The web is the single most powerful tool for connecting businesses with their customers, but that connection can be difficult for some people to make. For more than a billion users worldwide, this is because they have a disability or health condition that prevents them from using some of the features of the internet. These limitations can be physical (blindness, color blindness, mobility issues, or hearing loss), cognitive (learning disabilities), or perceptual (such as low vision). Web accessibility is the process of designing websites that are accessible to people with disabilities. A key principle of this is to build accessibility into the planning and development stages so that it is baked into every aspect of the site.

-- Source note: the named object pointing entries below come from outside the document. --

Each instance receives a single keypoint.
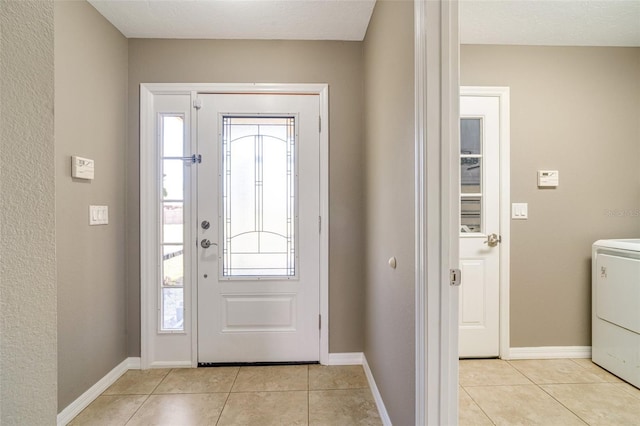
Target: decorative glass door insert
(471, 175)
(259, 184)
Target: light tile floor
(544, 392)
(288, 395)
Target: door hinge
(195, 158)
(455, 277)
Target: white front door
(258, 228)
(479, 311)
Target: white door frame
(437, 122)
(502, 93)
(149, 200)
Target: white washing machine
(616, 307)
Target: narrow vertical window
(172, 214)
(259, 196)
(471, 193)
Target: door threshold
(254, 364)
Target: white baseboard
(133, 363)
(346, 358)
(73, 409)
(382, 410)
(171, 364)
(550, 352)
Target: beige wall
(91, 116)
(217, 61)
(389, 206)
(576, 110)
(27, 233)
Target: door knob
(206, 243)
(493, 240)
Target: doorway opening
(234, 223)
(484, 222)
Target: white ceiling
(533, 22)
(239, 19)
(551, 22)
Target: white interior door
(479, 311)
(258, 228)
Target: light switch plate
(82, 168)
(98, 215)
(519, 211)
(548, 178)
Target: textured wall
(91, 115)
(221, 61)
(576, 110)
(390, 230)
(27, 237)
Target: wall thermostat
(82, 168)
(548, 178)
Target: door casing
(148, 201)
(502, 93)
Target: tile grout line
(147, 398)
(559, 402)
(136, 410)
(539, 385)
(478, 404)
(308, 395)
(228, 396)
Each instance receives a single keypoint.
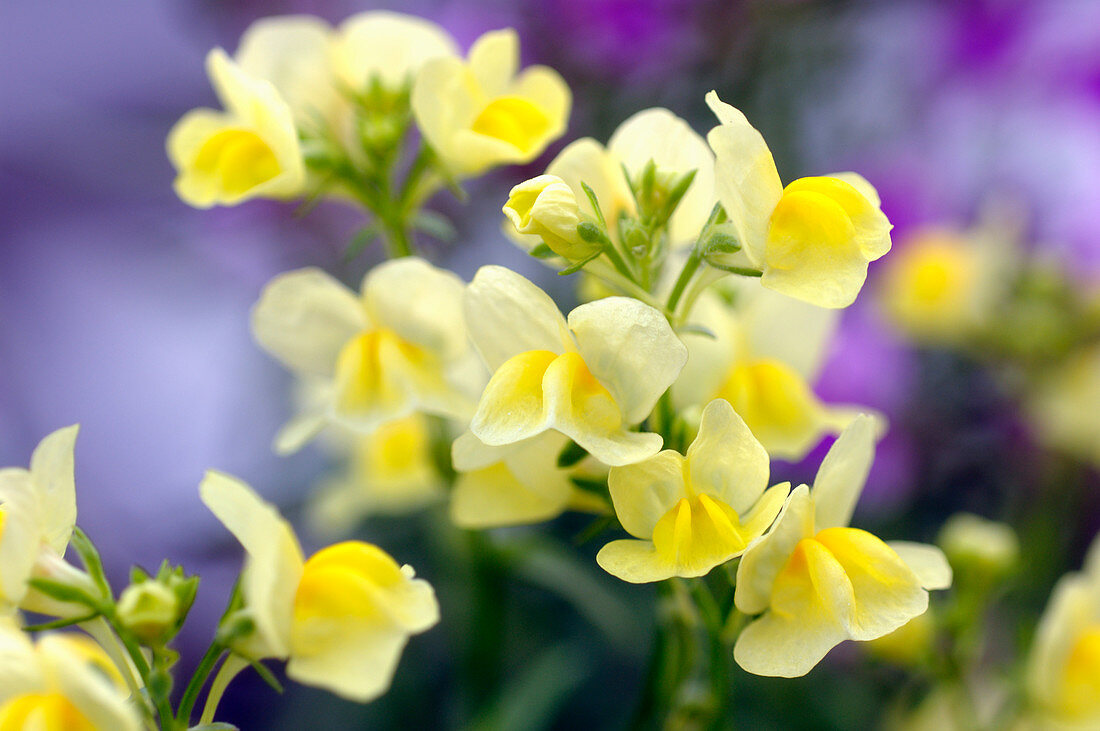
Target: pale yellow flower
(399, 346)
(812, 239)
(340, 619)
(57, 685)
(695, 511)
(765, 356)
(817, 582)
(1064, 667)
(590, 377)
(248, 151)
(479, 113)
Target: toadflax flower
(817, 582)
(479, 113)
(812, 239)
(765, 354)
(56, 685)
(590, 377)
(400, 346)
(695, 511)
(1063, 677)
(340, 618)
(248, 151)
(37, 513)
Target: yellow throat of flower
(43, 711)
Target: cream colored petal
(927, 562)
(644, 491)
(419, 302)
(669, 141)
(725, 460)
(274, 563)
(765, 558)
(304, 318)
(843, 473)
(92, 694)
(806, 618)
(52, 475)
(630, 349)
(392, 45)
(508, 314)
(745, 177)
(358, 664)
(494, 58)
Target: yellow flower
(812, 239)
(1063, 408)
(37, 513)
(477, 113)
(249, 151)
(56, 685)
(590, 377)
(818, 582)
(400, 346)
(389, 471)
(1064, 668)
(692, 512)
(763, 358)
(340, 618)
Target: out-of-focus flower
(590, 377)
(812, 239)
(1063, 408)
(692, 512)
(765, 355)
(248, 151)
(57, 685)
(391, 471)
(398, 347)
(818, 582)
(477, 113)
(1064, 668)
(340, 619)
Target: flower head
(248, 151)
(691, 513)
(817, 582)
(590, 377)
(400, 346)
(479, 113)
(340, 618)
(812, 239)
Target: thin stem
(229, 671)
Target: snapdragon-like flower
(590, 377)
(818, 582)
(400, 346)
(340, 619)
(765, 354)
(479, 113)
(248, 151)
(1064, 669)
(56, 685)
(695, 511)
(37, 513)
(812, 239)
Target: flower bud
(149, 609)
(547, 207)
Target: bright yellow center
(515, 121)
(43, 711)
(237, 159)
(378, 370)
(699, 532)
(1080, 685)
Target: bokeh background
(127, 311)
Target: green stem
(213, 653)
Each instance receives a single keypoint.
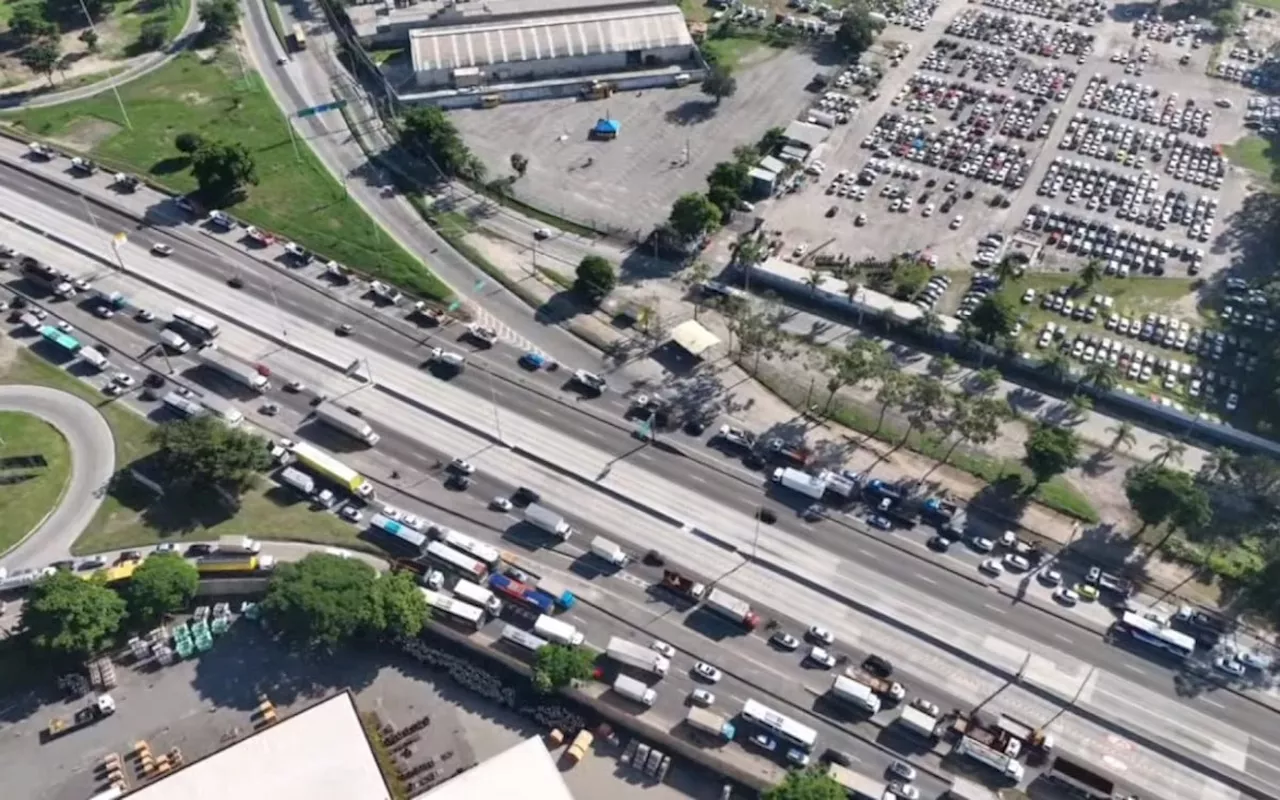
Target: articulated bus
(780, 725)
(199, 327)
(1155, 634)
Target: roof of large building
(548, 37)
(525, 771)
(318, 753)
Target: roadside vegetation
(291, 192)
(35, 467)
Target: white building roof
(525, 771)
(548, 37)
(319, 753)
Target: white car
(822, 635)
(662, 647)
(821, 657)
(707, 672)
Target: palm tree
(1169, 449)
(1092, 273)
(1101, 375)
(1121, 435)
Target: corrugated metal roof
(549, 37)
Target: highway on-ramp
(92, 465)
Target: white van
(173, 341)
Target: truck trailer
(561, 632)
(241, 371)
(547, 520)
(709, 722)
(796, 480)
(635, 690)
(639, 657)
(347, 421)
(728, 606)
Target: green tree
(188, 142)
(27, 22)
(1168, 449)
(164, 584)
(69, 617)
(401, 608)
(693, 215)
(720, 82)
(1121, 435)
(202, 452)
(558, 666)
(858, 31)
(429, 133)
(1159, 494)
(220, 19)
(223, 170)
(1050, 451)
(813, 784)
(42, 56)
(152, 35)
(595, 278)
(323, 600)
(993, 318)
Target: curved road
(92, 465)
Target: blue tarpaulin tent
(606, 128)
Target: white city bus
(453, 608)
(201, 325)
(1156, 634)
(471, 547)
(780, 725)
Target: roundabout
(63, 456)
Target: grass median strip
(35, 466)
(131, 516)
(213, 96)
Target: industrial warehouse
(507, 50)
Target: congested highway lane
(892, 589)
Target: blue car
(878, 521)
(533, 361)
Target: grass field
(131, 519)
(295, 197)
(36, 488)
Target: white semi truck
(348, 423)
(796, 480)
(639, 657)
(635, 690)
(241, 371)
(547, 520)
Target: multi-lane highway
(745, 489)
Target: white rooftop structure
(525, 771)
(320, 753)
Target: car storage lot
(995, 90)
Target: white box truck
(549, 521)
(347, 421)
(638, 656)
(608, 551)
(233, 368)
(635, 690)
(854, 693)
(298, 479)
(558, 631)
(808, 485)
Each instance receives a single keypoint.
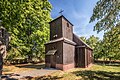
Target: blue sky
(78, 12)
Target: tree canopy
(107, 14)
(28, 23)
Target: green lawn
(95, 72)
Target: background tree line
(107, 15)
(27, 21)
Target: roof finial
(61, 11)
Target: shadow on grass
(9, 76)
(42, 78)
(97, 75)
(35, 66)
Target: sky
(78, 12)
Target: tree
(83, 38)
(112, 43)
(107, 14)
(27, 22)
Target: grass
(95, 72)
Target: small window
(67, 24)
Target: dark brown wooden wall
(88, 56)
(80, 57)
(56, 29)
(77, 40)
(67, 29)
(58, 55)
(68, 53)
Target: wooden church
(65, 50)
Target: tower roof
(61, 17)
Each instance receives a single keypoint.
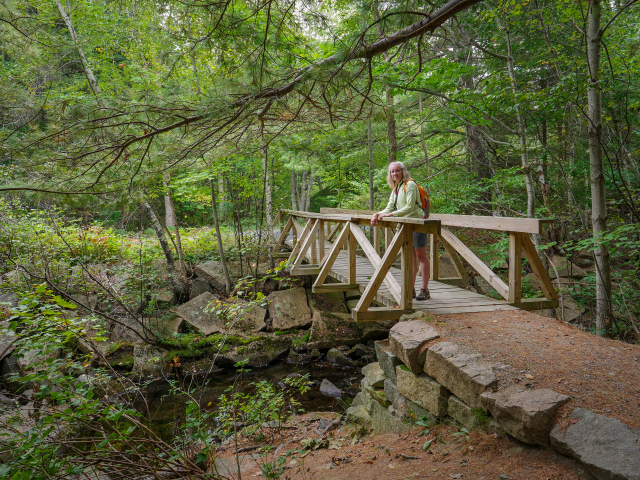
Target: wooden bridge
(328, 241)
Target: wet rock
(198, 287)
(329, 389)
(164, 298)
(328, 302)
(423, 390)
(263, 351)
(608, 448)
(213, 273)
(288, 309)
(358, 414)
(408, 341)
(329, 330)
(525, 414)
(387, 360)
(337, 357)
(465, 375)
(195, 313)
(148, 360)
(359, 350)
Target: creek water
(166, 410)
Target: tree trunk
(596, 170)
(179, 286)
(307, 205)
(91, 79)
(370, 145)
(522, 134)
(294, 189)
(223, 259)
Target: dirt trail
(597, 373)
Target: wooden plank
(477, 264)
(515, 267)
(283, 235)
(481, 308)
(374, 314)
(536, 303)
(351, 252)
(406, 269)
(508, 224)
(333, 233)
(306, 270)
(321, 243)
(375, 260)
(538, 268)
(335, 287)
(381, 271)
(376, 239)
(461, 282)
(301, 236)
(306, 242)
(434, 250)
(333, 255)
(455, 258)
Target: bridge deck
(444, 298)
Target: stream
(167, 410)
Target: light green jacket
(407, 205)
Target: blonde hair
(405, 174)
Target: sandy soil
(597, 373)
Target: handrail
(309, 244)
(505, 224)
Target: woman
(404, 202)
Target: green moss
(480, 415)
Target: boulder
(387, 360)
(245, 318)
(329, 302)
(385, 420)
(423, 390)
(329, 389)
(608, 448)
(289, 309)
(359, 350)
(337, 357)
(213, 273)
(374, 374)
(465, 375)
(461, 412)
(525, 414)
(164, 298)
(409, 340)
(358, 414)
(148, 360)
(197, 313)
(330, 330)
(198, 287)
(263, 351)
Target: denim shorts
(419, 240)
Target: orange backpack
(425, 202)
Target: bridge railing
(343, 228)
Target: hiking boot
(423, 295)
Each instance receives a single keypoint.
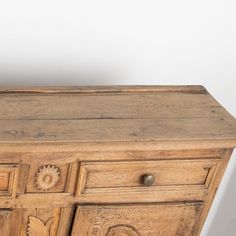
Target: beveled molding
(8, 179)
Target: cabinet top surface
(114, 114)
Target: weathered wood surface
(87, 148)
(167, 114)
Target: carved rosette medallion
(36, 227)
(47, 177)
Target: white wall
(57, 42)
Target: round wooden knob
(148, 179)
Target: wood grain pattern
(8, 180)
(149, 220)
(5, 217)
(109, 178)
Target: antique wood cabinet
(110, 161)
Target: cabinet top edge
(194, 89)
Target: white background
(53, 42)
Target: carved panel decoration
(47, 177)
(36, 227)
(124, 230)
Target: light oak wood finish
(73, 160)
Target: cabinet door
(5, 215)
(137, 220)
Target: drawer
(146, 180)
(136, 220)
(8, 180)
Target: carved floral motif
(36, 227)
(47, 177)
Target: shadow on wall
(48, 78)
(222, 205)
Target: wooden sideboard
(110, 161)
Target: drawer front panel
(137, 220)
(8, 180)
(107, 178)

This reduces the risk of having to retrofit a website in response to a lawsuit or complaint, but it also means that the site is more user-friendly for everyone.
In the past, when coding standards and browser capabilities were limited, designers and developers had to come up with creative workarounds to create visually appealing layouts. Unfortunately, some of these “hacks” ended up making websites less user-friendly and harder to use for those with accessibility needs. Fortunately, we no longer have to resort to these types of tricks and can simply create sites that are easy to navigate on all devices by providing large clean text, ideal element sizing, and excellent contrast. Another way to make a site more accessible is to break down large pieces of content into smaller, more manageable sections.
This can be done with clear headings (H1, H2, etc.) to provide a visual hierarchy on the front end of the site and by including what are known as ARIA attributes in the code behind the scenes, this provides structure to the page for screen readers that many visually impaired or blind users rely on to browse the web. When a web designer or developer is building a website, it’s important to involve real users in the testing process so that they can understand what it’s like to navigate the site as someone who might have a disability. This includes getting feedback from family members, friends, and local community groups that help people with disabilities.
This will help them understand what it’s like to navigate the website, and also help the team see how they can improve the site to be more inclusive and easier to use for all users. While some might argue that incorporating accessibility into the design and development of a website can be expensive, it is actually one of the best ways to save money in the long run. Having a website that is ADA compliant can help you rank higher in search engine results pages, which will lead to more organic traffic and a wider audience reach for your business. In the long run, this can be more cost-effective than paying a lawyer to defend yourself in a lawsuit brought by a person with a disability who could not use your website.